Unlike the structure of .il, domain names registered under ישראל. may be either directly at second-level (for example: איגוד-האינטרנט.ישראל) or at third-level under one of these second-level domains:

- אקדמיה.ישראל.: Academic institutions; equivalent to .ac.il.
- ממשל.ישראל.: Government and Governmental System; equivalent to .gov.il.
- צהל.ישראל.: Israel Defense Forces; equivalent to .idf.il.
- ישוב.ישראל.: Municipal Government; equivalent to .muni.il.
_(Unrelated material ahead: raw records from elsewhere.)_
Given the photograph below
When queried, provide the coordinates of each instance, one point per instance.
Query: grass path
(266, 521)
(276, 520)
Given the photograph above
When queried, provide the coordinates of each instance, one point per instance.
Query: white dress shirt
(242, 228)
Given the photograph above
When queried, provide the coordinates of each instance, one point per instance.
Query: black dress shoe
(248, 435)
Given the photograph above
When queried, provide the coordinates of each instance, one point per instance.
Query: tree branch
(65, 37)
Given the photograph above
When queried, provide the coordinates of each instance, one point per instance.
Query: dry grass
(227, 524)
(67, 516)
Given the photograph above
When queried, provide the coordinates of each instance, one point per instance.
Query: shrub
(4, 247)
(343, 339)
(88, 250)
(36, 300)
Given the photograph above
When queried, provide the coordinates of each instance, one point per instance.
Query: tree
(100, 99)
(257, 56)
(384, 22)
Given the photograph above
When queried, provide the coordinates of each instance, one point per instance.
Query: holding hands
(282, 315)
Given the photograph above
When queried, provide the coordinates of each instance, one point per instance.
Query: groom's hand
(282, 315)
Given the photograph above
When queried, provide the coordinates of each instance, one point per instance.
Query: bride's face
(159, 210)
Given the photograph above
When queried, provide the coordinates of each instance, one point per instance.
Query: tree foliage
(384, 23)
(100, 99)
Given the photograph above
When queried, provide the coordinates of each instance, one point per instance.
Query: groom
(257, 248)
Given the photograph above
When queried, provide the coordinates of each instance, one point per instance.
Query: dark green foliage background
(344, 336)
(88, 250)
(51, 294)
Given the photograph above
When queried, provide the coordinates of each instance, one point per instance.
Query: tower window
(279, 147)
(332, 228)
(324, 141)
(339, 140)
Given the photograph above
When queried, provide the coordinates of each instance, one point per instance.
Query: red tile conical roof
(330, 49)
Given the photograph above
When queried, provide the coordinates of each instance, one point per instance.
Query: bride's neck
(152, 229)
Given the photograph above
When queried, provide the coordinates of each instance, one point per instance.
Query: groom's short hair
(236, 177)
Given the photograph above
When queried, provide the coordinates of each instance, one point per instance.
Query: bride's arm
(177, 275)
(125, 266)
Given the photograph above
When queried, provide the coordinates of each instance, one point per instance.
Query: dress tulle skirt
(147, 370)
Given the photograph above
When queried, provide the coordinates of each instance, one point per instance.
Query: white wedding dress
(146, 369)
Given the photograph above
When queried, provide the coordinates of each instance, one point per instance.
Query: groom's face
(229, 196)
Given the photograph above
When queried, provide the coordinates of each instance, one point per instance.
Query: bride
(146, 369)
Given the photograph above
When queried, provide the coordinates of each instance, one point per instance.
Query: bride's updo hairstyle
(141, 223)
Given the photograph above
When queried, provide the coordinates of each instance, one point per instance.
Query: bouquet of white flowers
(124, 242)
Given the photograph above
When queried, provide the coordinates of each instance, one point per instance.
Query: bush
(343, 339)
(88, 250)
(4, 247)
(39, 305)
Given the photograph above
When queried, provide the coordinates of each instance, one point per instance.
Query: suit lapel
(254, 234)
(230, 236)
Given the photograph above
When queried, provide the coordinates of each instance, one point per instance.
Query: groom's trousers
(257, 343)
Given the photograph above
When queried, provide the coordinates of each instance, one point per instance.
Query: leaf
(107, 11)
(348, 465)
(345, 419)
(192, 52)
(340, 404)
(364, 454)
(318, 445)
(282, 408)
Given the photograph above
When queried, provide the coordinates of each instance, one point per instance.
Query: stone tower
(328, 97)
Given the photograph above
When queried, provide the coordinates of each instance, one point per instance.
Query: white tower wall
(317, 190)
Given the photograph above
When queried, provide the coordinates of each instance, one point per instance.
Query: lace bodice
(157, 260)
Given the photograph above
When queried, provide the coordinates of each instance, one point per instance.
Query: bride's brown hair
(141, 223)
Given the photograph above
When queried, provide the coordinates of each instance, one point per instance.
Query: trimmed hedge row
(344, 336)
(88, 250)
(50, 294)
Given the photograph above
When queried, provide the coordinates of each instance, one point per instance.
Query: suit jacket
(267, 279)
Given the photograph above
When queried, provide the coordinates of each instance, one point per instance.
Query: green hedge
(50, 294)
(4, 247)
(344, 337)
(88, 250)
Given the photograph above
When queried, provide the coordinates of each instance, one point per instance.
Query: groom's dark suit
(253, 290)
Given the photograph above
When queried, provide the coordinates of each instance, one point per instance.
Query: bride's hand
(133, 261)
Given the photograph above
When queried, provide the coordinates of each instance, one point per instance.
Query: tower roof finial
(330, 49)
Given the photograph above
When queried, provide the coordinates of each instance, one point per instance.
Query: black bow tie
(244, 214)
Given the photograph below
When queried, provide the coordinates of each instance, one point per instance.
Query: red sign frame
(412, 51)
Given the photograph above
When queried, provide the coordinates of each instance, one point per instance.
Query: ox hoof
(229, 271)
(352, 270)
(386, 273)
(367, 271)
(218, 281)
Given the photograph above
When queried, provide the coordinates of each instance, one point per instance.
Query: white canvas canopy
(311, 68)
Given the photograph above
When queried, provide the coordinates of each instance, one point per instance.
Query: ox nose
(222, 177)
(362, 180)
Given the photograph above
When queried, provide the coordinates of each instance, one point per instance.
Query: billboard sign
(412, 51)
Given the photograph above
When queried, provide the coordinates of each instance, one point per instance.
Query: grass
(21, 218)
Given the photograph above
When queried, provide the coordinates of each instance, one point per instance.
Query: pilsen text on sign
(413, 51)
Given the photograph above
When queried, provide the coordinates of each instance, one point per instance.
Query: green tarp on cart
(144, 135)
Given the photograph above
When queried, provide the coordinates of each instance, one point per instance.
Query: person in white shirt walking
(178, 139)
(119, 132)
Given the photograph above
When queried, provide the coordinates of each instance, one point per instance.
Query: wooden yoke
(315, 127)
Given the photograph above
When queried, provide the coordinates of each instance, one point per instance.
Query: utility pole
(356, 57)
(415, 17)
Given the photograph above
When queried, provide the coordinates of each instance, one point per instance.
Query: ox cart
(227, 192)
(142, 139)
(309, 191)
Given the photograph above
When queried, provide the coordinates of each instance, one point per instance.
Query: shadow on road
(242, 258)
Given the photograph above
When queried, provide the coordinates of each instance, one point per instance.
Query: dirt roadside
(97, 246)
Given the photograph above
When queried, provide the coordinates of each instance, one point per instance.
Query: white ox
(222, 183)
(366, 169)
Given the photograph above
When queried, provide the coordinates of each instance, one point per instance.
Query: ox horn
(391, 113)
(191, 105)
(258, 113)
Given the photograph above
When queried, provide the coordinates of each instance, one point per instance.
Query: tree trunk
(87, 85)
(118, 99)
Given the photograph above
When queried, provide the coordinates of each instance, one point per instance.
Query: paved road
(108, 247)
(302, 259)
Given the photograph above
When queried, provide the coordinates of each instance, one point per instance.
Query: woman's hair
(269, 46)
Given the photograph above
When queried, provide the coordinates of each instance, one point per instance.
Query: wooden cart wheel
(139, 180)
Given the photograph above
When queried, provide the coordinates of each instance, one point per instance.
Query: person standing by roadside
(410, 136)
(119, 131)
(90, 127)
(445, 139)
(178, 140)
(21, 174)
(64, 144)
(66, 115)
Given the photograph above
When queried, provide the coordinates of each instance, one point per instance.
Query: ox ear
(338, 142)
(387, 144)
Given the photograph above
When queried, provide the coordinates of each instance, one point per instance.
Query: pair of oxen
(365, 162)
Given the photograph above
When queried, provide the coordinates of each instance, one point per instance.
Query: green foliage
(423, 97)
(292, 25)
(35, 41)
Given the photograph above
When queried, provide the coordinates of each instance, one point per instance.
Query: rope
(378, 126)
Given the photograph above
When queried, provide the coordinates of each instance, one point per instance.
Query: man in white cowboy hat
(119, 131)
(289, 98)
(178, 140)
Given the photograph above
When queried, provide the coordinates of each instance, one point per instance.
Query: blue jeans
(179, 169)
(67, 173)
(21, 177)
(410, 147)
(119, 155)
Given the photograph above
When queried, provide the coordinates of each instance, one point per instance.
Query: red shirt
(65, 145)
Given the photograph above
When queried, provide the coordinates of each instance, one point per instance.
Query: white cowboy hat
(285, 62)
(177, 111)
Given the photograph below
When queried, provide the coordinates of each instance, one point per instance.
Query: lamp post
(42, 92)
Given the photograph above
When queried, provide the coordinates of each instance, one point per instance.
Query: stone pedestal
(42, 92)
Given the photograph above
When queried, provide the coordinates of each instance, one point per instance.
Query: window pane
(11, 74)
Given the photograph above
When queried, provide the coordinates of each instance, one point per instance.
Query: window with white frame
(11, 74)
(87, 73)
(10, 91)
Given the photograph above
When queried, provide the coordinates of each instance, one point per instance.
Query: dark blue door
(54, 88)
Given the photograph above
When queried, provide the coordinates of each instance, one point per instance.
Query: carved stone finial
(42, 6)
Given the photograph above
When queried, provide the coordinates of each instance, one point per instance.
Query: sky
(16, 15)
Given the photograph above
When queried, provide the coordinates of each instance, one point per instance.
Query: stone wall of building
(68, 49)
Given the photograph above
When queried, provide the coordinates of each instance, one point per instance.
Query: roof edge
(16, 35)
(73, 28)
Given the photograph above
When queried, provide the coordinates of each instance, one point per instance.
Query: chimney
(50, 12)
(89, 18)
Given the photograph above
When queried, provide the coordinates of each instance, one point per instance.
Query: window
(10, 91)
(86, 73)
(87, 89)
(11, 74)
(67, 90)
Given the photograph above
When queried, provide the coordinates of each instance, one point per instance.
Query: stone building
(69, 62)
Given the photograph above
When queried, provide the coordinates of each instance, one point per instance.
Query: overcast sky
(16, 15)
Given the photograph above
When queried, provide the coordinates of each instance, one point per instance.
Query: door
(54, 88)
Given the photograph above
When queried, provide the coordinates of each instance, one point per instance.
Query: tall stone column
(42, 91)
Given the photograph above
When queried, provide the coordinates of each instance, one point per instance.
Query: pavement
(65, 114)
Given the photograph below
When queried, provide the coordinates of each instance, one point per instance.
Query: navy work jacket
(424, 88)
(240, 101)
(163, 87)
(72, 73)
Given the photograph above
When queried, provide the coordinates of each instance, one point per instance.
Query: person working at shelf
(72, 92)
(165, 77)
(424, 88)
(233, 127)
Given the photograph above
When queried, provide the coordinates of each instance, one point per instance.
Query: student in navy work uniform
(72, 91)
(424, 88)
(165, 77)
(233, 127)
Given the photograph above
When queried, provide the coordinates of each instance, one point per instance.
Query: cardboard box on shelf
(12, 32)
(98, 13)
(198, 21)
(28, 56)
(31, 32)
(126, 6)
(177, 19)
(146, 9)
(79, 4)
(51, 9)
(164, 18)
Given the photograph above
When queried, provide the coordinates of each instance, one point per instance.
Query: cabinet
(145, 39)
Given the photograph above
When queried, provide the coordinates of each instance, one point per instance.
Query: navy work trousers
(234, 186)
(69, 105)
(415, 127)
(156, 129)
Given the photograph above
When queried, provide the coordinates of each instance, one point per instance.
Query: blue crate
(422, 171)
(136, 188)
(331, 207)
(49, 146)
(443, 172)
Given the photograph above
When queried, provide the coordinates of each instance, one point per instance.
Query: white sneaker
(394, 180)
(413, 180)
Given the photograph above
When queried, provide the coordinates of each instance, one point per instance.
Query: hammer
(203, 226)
There will not be a Hebrew-script equivalent to these second-level domains:

- .co.il
- .org.il
- .k12.il
- .net.il

As a more private initiative the top-level domain .קום ("com") was registered by VeriSign in 2016. It has as of 2020 many thousand second-level domains, mostly in Hebrew script, some in Latin script.

==Second-level domains==

Domain names ending with .il will always be in the third level under one of these second-level domains:

- .ac.il: Academic Institutions; administration delegated to the Inter-University Computation Center.
- .co.il: Commercial Entities; administration delegated to five private registrars.
- .org.il: Non-commercial Organizations; administration delegated to five private registrars.
- .net.il: Israeli Internet service providers; available only to licensed providers by the Israel Internet Association.
- .k12.il: Schools and Kindergartens
- .gov.il: Government and Governmental System; administration delegated to Ministry of Finance.
- .muni.il: Municipal Government
- .idf.il: Israel Defense Forces; administration delegated to the army's Center of Computing and Information Systems.

Registration of other second-level domain names directly under .il is not supported.

Hebrew third level domains such as איגוד-האינטרנט.org.il are available since 2010.